L’ambition de cette section est de réunir les chercheurs dont les travaux portent notamment sur les aspects suivants :

  • La dimension théorique des crises :

    • La production de définition, de typologies, de théories ;

    • Les études sur les causes des crises et leurs effets (symboliques et réels) sur les structures et institutions, sur les acteurs (cellules de crises, décideurs, médias, victimes), leurs comportements, leurs perceptions, les processus de prise de décision ;

    • Les rapports entre les crises et l’ensemble des phénomènes de rupture ou d’instabilité, économique, sociale, politique, stratégique et militaire (dépression, récession, faillite, guerres, révolution, insurrection, soulèvement, émeutes, attaques terroristes, prises d’otage, tensions diplomatiques, menaces du recours à la violence armée, belligérance, montée aux extrêmes), les rapports entre les crises et certains risques ou certaines catastrophes, naturelles (séismes, crues, tsunamis, éruptions, variation de température, avalanches, tempêtes), ou non-naturelles qui sont la conséquence d’attaques ou d’accidents (nucléaires, radiologiques, bactériologiques, chimiques, cybernétiques), les rapports entre les crises et certaines situations extrêmes ou exceptionnelles (loi martiale, état de siège, état d’exception, légalité de crise, état d’urgence) ;

  • La dimension opérationnelle et tactique des crises :
    • Les modalités techniques et les méthodes de prévention des risques, de sécurisation des menaces ;

    • L’efficacité et les limites des plans et procédures de prévention (voire de gestion) de crise ;

    • Les ressources matérielles, humaines et intellectuelles nécessaires à une prévention et gestion efficace des crises ;

    • Les stratégies, méthode et techniques de gestion de crise : protection des structures, organisation, accès et sécurisation de l’information, communication de crise, négociation, décision et action.
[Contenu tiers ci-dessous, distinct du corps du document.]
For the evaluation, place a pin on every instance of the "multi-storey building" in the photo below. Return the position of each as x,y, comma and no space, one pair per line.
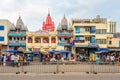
113,41
5,25
17,35
41,41
49,24
65,35
91,34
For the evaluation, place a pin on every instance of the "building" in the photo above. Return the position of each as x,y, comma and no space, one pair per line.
5,25
42,41
91,34
65,34
17,35
113,41
49,24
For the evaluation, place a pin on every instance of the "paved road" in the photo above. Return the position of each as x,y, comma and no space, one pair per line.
65,76
65,68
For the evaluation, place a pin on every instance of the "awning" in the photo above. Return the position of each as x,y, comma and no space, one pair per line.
103,50
93,45
12,51
59,51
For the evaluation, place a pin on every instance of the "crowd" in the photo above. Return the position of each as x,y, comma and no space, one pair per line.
14,60
19,60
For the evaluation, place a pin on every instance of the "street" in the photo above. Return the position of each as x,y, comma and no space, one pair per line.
60,76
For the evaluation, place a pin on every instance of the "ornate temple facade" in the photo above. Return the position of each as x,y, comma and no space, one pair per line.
65,34
17,35
49,24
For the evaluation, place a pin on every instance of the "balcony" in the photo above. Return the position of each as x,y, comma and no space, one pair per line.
64,43
45,45
79,41
65,34
17,43
53,45
17,34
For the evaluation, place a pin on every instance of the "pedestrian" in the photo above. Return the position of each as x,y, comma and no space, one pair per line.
112,59
12,60
4,60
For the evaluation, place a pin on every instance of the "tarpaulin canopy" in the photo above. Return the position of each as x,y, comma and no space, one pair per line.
103,50
11,51
59,51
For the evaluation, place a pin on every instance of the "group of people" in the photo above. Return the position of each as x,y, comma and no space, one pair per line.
14,59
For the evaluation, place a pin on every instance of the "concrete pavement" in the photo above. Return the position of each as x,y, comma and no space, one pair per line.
65,76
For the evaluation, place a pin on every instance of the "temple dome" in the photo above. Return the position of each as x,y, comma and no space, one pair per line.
19,22
64,21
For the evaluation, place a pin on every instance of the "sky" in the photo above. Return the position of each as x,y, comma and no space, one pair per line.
34,12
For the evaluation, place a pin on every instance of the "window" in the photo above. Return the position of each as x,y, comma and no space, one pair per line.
77,30
87,38
101,31
45,40
101,41
53,40
29,40
37,40
10,38
1,38
110,42
1,27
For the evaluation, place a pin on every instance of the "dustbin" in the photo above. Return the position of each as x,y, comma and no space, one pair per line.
98,62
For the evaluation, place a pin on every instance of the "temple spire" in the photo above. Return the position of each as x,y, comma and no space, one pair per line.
48,12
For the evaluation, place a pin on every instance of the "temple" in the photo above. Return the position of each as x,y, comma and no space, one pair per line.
49,24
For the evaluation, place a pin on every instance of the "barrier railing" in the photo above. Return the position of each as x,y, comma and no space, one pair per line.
51,67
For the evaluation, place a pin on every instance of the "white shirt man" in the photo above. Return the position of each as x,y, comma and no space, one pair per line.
12,57
112,58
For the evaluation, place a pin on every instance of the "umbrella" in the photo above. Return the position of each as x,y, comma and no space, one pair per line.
20,49
10,51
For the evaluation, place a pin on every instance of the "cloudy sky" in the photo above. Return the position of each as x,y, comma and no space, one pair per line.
34,12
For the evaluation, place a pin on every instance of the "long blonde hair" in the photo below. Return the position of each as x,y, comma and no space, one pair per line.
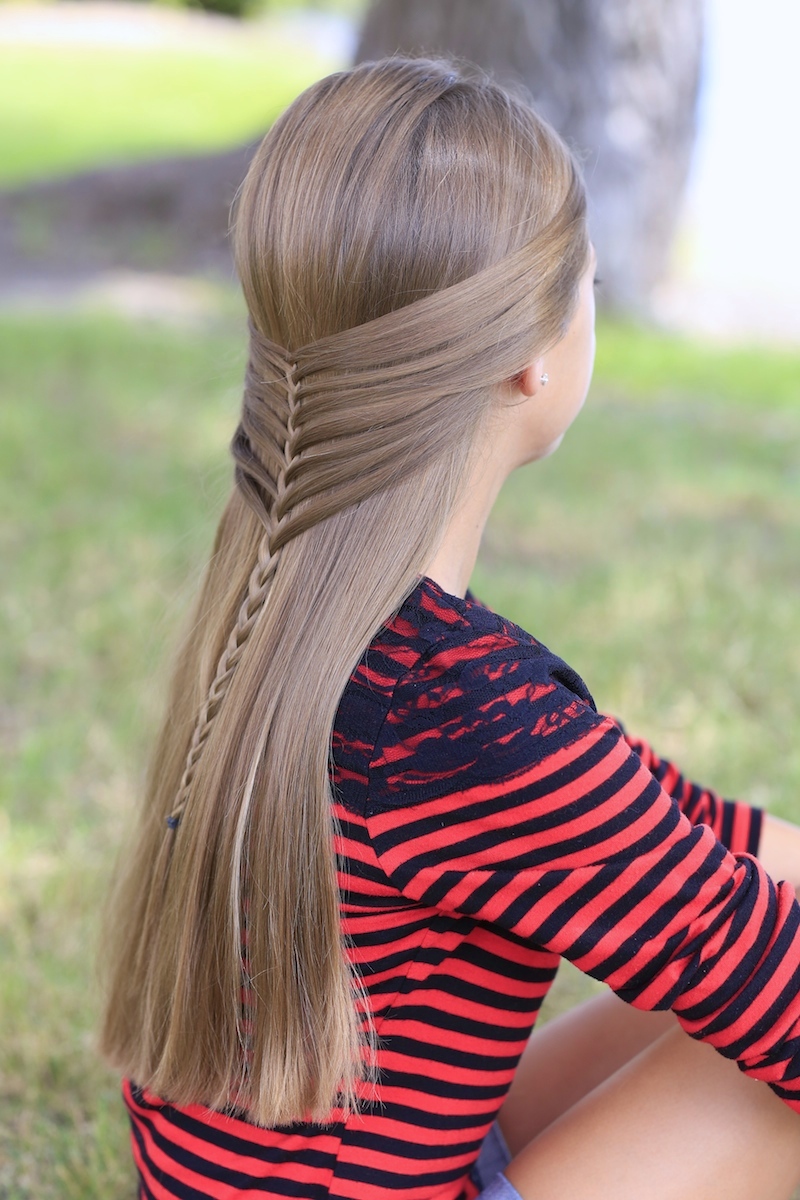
408,237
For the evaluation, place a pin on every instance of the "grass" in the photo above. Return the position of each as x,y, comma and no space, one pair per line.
72,107
659,552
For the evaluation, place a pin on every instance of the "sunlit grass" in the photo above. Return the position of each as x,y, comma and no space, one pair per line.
73,107
659,552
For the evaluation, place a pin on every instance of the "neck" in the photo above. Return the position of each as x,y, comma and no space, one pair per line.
453,562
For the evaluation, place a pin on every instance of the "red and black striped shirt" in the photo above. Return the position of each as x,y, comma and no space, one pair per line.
491,821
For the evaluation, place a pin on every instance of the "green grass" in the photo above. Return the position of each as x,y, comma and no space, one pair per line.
70,108
659,552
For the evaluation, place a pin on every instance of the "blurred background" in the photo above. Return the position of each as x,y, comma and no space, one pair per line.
659,551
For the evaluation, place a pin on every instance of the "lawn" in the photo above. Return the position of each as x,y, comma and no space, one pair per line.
71,107
659,552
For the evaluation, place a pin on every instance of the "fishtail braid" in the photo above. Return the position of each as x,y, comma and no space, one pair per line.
275,517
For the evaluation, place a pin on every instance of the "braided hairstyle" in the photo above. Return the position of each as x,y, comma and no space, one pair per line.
408,237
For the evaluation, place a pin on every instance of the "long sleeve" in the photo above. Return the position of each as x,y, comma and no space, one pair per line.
515,803
737,825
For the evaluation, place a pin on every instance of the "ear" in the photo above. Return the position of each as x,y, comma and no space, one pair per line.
529,379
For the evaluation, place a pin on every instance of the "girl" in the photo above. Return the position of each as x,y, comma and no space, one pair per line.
378,813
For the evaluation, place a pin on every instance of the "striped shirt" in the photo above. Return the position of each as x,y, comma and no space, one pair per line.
492,821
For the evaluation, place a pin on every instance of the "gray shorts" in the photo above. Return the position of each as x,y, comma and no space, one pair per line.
488,1169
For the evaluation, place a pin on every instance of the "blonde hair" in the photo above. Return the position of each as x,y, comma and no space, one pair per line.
408,237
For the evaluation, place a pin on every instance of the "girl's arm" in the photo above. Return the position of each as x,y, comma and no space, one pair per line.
739,827
780,850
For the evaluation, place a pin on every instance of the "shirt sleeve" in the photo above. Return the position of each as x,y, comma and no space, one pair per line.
738,826
519,805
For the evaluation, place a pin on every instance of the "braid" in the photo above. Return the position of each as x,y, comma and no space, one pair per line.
275,519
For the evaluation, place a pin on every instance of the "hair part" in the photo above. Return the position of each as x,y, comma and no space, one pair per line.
408,237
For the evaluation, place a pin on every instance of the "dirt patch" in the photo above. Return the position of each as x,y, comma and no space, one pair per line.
168,216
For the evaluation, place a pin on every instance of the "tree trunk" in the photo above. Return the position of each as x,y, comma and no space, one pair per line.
617,78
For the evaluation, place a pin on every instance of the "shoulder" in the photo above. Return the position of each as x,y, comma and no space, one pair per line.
480,699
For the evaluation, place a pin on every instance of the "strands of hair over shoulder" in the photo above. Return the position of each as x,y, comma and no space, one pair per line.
408,237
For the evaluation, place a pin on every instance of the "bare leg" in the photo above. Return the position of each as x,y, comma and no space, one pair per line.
678,1122
570,1056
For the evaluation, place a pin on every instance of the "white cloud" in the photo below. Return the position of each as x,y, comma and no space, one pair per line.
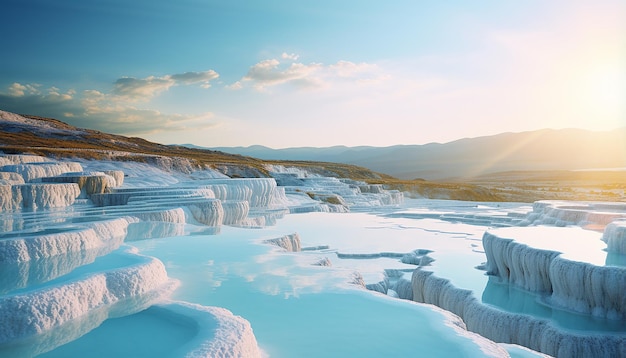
18,89
137,89
235,86
105,111
289,56
274,72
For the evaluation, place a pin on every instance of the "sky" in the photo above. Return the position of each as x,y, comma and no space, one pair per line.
297,73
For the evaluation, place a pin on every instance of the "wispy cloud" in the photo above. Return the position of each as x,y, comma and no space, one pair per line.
138,89
275,72
108,111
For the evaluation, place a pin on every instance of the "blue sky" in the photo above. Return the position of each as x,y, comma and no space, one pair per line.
315,73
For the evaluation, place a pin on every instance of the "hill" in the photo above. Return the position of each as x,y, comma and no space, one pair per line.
53,138
465,159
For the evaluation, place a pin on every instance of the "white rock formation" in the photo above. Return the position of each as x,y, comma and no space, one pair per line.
570,282
26,247
290,243
220,333
33,171
506,327
35,312
615,237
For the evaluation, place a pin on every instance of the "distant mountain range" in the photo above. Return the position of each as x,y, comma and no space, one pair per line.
547,149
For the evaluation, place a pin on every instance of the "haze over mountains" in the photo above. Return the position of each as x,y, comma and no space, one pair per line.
547,149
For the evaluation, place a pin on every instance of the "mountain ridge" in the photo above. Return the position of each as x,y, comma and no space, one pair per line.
466,158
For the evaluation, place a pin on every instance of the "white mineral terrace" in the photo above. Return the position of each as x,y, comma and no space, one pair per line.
143,260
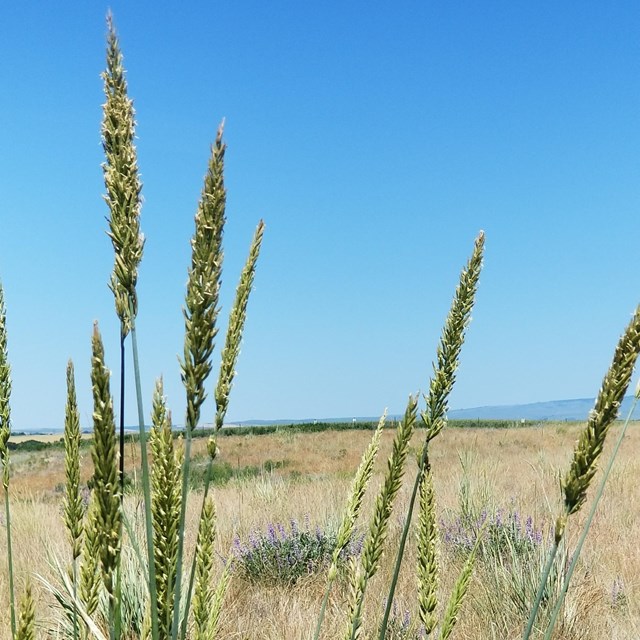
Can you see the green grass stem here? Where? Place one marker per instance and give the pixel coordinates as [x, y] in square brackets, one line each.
[145, 481]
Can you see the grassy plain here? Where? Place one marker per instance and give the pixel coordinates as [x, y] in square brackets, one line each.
[306, 476]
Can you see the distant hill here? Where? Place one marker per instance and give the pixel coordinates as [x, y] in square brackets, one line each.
[553, 410]
[543, 411]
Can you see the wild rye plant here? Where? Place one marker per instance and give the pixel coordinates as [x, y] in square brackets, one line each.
[97, 535]
[165, 489]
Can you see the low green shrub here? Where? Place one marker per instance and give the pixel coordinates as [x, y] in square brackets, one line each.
[283, 555]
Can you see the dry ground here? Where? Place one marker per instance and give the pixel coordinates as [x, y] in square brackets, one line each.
[515, 469]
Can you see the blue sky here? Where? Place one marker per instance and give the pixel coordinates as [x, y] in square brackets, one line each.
[376, 140]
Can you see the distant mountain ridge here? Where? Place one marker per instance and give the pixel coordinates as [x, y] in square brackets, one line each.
[553, 410]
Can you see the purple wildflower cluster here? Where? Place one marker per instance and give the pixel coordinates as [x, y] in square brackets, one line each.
[400, 626]
[618, 595]
[284, 555]
[501, 531]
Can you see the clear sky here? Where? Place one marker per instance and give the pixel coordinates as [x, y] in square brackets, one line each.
[376, 140]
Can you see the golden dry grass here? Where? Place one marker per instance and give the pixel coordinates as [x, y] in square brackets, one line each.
[510, 468]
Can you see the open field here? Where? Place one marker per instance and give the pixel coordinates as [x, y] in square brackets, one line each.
[306, 476]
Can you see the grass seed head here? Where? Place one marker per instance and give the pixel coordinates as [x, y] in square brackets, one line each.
[203, 594]
[451, 341]
[5, 394]
[203, 286]
[235, 328]
[122, 181]
[427, 558]
[105, 462]
[165, 510]
[73, 504]
[591, 441]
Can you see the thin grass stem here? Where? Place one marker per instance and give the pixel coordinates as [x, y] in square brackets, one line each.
[12, 600]
[145, 481]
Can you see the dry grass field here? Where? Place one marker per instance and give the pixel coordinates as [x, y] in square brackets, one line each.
[308, 479]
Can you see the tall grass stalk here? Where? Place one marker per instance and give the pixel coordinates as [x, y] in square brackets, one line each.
[122, 181]
[73, 505]
[165, 480]
[587, 525]
[229, 358]
[351, 514]
[27, 620]
[590, 444]
[146, 489]
[379, 525]
[5, 433]
[200, 315]
[434, 417]
[106, 485]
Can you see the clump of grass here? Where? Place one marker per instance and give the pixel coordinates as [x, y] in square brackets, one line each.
[588, 449]
[284, 555]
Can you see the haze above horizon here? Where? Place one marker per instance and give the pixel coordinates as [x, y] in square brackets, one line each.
[375, 143]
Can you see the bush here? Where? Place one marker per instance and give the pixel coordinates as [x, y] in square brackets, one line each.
[283, 556]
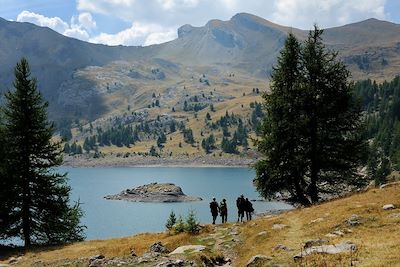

Les objectifs envisagés dans le cadre de cette section sont les suivants :

  • Promouvoir la recherche sur les crises, objet stratégique à part entière, « être stratégique autonome » (L. Poirier) ;

  • Favoriser une collaboration entre des chercheurs issus d’horizons différents et la production d’une recherche originale sur les crises.

Les actions envisagées pour atteindre ces objectifs sont les suivantes :

  • Relayer, sur le site Internet de l’AEGES et des partenaires de la section, notamment l’IEC, les appels à proposition, les publications et manifestations scientifiques relatives aux crises ;

  • Organiser des colloques et journées d’études. Une première journée d’étude pourrait être organisée fin 2016 sur le thème « Crises et inconnu : quand des phénomènes exceptionnels remettent en question notre connaissance ». Cette journée donnerait lieu à une publication.

  • Organisation d’un cycle de conférences sur le thème « Crise et terrorisme » (qui donnerait également lieu à une publication).

  • Développer des séminaires de travail réunissant des universitaires, des professionnels, praticiens de la gestion de crise, et des étudiants de troisième cycle, DU, inscrits dans des formations spécifiquement dédiées aux crises. Un premier séminaire sur le thème « Stratégies de recueille de l’information et communication de crise » pourrait être envisagé courant 2017. Ces rencontres pourraient donner lieu à la publication de rapports.

Ces différents événements seront organisés en lien avec différents partenaires, dont l’Institut d’Étude des Crises (IEC).

Responsable de section

Thomas Meszaros

Thomas MESZAROS est maître de conférences en science politique à l’université Jean Moulin Lyon 3 et chercheur rattaché à l’équipe Francophonie, Mondialisation, Relations Internationales (FMRI – CLESID EA 4586). Il préside l’Institut d’Etude des Crises (IEC). Il est responsable du parcours « Gestion de programmes internationaux » du master 2 relations internationales. Ses travaux de recherche portent sur la théorie des crises (épistémologie, modélisation), sur la gestion de crise, il a notamment développé un certain nombre d’exercices de simulation (mises en situation, jeux sérieux), et sur les Relations internationales.